Area = 1/2 × p × q To find the area of a kite or a rhombus, where 'p' and 'q' are the lengths of the two diagonals. This is often faster than using base times height.
Definitions
- Parallelogram
- A quadrilateral with two pairs of parallel sides. Key consequences: opposite sides are equal, and opposite angles are equal.
- Trapezium
- A quadrilateral with exactly one pair of parallel sides.
- Kite
- A quadrilateral with two distinct pairs of equal-length adjacent sides. Key consequences: one pair of opposite angles are equal, and diagonals are perpendicular.
- Rhombus
- A parallelogram where all four sides are equal length. Key consequences: diagonals bisect each other at 90° and also bisect the corner angles.
Worked example
A quadrilateral PQRS is formed by joining two identical isosceles triangles, PQR and PSR, along their common base PR. If angle PQR is 100°, what is the name of the quadrilateral and the size of angle QPS?
- 1
Identify the properties of the triangles.

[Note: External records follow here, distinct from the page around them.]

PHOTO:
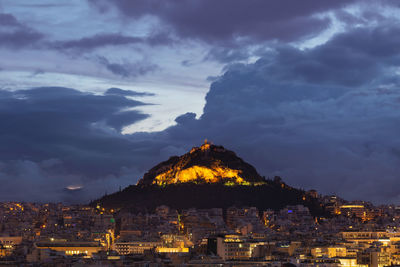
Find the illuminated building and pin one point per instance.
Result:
(136, 247)
(71, 248)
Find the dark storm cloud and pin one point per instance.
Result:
(223, 21)
(111, 39)
(325, 118)
(15, 35)
(126, 70)
(8, 20)
(81, 130)
(121, 92)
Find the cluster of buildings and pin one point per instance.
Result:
(349, 234)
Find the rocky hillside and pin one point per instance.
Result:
(205, 164)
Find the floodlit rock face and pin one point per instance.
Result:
(205, 164)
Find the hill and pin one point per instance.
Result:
(208, 176)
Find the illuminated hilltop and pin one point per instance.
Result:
(205, 164)
(208, 176)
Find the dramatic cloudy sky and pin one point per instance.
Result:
(93, 93)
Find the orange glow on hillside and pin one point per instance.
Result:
(214, 174)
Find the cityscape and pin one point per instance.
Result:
(184, 133)
(323, 230)
(354, 233)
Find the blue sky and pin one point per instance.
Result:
(305, 90)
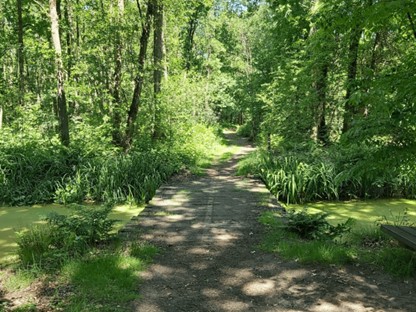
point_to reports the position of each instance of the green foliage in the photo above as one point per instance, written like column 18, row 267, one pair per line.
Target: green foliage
column 303, row 174
column 34, row 244
column 29, row 170
column 63, row 237
column 107, row 280
column 315, row 226
column 361, row 246
column 104, row 283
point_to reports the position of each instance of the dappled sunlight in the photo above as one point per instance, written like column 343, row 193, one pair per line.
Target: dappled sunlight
column 366, row 213
column 259, row 287
column 13, row 219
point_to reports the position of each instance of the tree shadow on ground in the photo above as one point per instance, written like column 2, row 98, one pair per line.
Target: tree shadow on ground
column 208, row 229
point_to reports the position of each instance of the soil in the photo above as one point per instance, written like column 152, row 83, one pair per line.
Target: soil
column 209, row 235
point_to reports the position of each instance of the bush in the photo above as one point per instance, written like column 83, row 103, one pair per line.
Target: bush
column 315, row 226
column 39, row 171
column 62, row 237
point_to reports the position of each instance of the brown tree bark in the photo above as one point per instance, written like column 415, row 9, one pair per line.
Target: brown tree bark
column 321, row 87
column 20, row 51
column 412, row 24
column 159, row 61
column 1, row 116
column 60, row 95
column 118, row 65
column 139, row 80
column 350, row 109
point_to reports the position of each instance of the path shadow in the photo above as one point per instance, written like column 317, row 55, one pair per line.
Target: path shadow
column 207, row 228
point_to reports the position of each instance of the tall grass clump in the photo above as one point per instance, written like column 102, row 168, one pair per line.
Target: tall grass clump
column 35, row 170
column 299, row 174
column 298, row 181
column 64, row 237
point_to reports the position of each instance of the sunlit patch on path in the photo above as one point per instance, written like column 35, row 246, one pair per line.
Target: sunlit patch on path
column 210, row 261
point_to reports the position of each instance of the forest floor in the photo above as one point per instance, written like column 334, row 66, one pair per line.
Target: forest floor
column 207, row 229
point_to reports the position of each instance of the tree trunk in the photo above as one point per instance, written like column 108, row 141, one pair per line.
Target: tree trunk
column 189, row 42
column 159, row 63
column 68, row 35
column 60, row 95
column 412, row 24
column 350, row 109
column 118, row 64
column 321, row 87
column 1, row 116
column 20, row 51
column 139, row 80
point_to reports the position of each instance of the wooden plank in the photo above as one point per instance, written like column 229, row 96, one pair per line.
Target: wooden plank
column 404, row 234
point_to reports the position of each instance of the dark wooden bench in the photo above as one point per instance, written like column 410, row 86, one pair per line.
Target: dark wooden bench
column 404, row 234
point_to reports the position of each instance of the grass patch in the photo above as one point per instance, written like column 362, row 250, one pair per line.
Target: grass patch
column 19, row 280
column 14, row 219
column 107, row 281
column 366, row 244
column 365, row 213
column 104, row 283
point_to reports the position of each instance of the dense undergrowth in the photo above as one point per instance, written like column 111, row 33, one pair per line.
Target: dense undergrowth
column 303, row 237
column 35, row 170
column 302, row 174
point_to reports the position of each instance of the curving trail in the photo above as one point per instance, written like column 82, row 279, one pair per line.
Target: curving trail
column 208, row 231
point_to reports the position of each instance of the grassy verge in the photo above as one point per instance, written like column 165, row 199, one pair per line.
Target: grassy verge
column 14, row 219
column 364, row 245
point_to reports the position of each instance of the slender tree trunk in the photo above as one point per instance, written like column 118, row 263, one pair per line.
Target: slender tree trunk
column 60, row 95
column 321, row 87
column 139, row 80
column 350, row 109
column 68, row 35
column 20, row 51
column 159, row 63
column 189, row 41
column 412, row 24
column 118, row 64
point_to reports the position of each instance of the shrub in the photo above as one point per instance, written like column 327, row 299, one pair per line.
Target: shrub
column 62, row 237
column 315, row 226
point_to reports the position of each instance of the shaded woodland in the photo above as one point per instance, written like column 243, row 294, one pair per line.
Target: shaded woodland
column 104, row 100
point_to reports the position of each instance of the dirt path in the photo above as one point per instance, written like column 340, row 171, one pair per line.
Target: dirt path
column 208, row 231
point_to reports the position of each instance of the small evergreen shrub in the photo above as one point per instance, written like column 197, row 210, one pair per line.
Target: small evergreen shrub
column 62, row 237
column 315, row 226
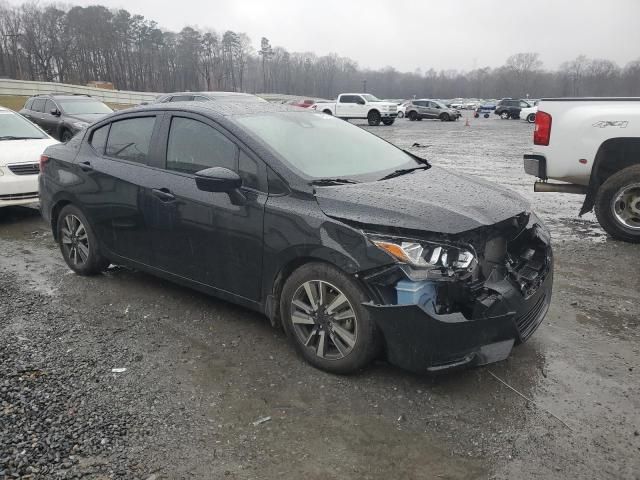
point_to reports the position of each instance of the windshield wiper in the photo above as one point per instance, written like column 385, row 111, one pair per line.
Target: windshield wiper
column 12, row 137
column 404, row 171
column 331, row 181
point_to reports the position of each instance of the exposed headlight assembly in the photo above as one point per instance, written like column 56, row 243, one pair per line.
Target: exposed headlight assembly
column 426, row 255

PQR is isosceles, so PQ = QR.
PSR is identical, so PS = SR.
The common base is PR.
- 2
Combine the properties for the quadrilateral.
We have PQ = QR and PS = SRThis fits the definition of a kite, which has two pairs of equal-length adjacent sides.
- 3
Analyse the angles.
In triangle PQR, the base angles are QPR and QRP.
Since the angles in a triangle sum to 180°, angle QPR + angle QRP + 100° = 180°.
So, 2 × angle QPR = 80°, which means angle QPR = 40°.
- 4
Since triangle PSR is identical to PQR, angle SPR is also 40°.
- 5
The total angle QPS is the sum of angles QPR and SPR.
- 6
Calculate the final angle:
Angle QPS = 40° + 40° = 80°
Answer: The quadrilateral is a kite, and angle QPS is 80°.
Common mistakes
- ×Forgetting a shape's full set of properties. For example, knowing a rhombus has equal sides but forgetting that its diagonals bisect the angles, which is often the key to solving a problem.
- ×Incorrectly applying properties to more general shapes. A common mistake is assuming a general parallelogram has perpendicular diagonals; this is only true for a rhombus or a square.
- ×Confusing a kite with a parallelogram. A kite has equal *adjacent* sides, whereas a parallelogram has equal *opposite* sides.
No-calculator tips
- ✓Always draw a quick sketch. Visualising the geometry helps you see which angles should be acute or obtuse and which lines are longer, preventing simple calculation errors.
- ✓Deconstruct shapes into right-angled triangles. Diagonals of kites, rhombuses, and rectangles often form right-angled triangles, allowing you to use basic geometric rules without needing a calculator.
- ✓Use the 360° sum for quadrilaterals. If you know three angles, you can always find the fourth. For parallelograms, just remember any two adjacent angles sum to 180°.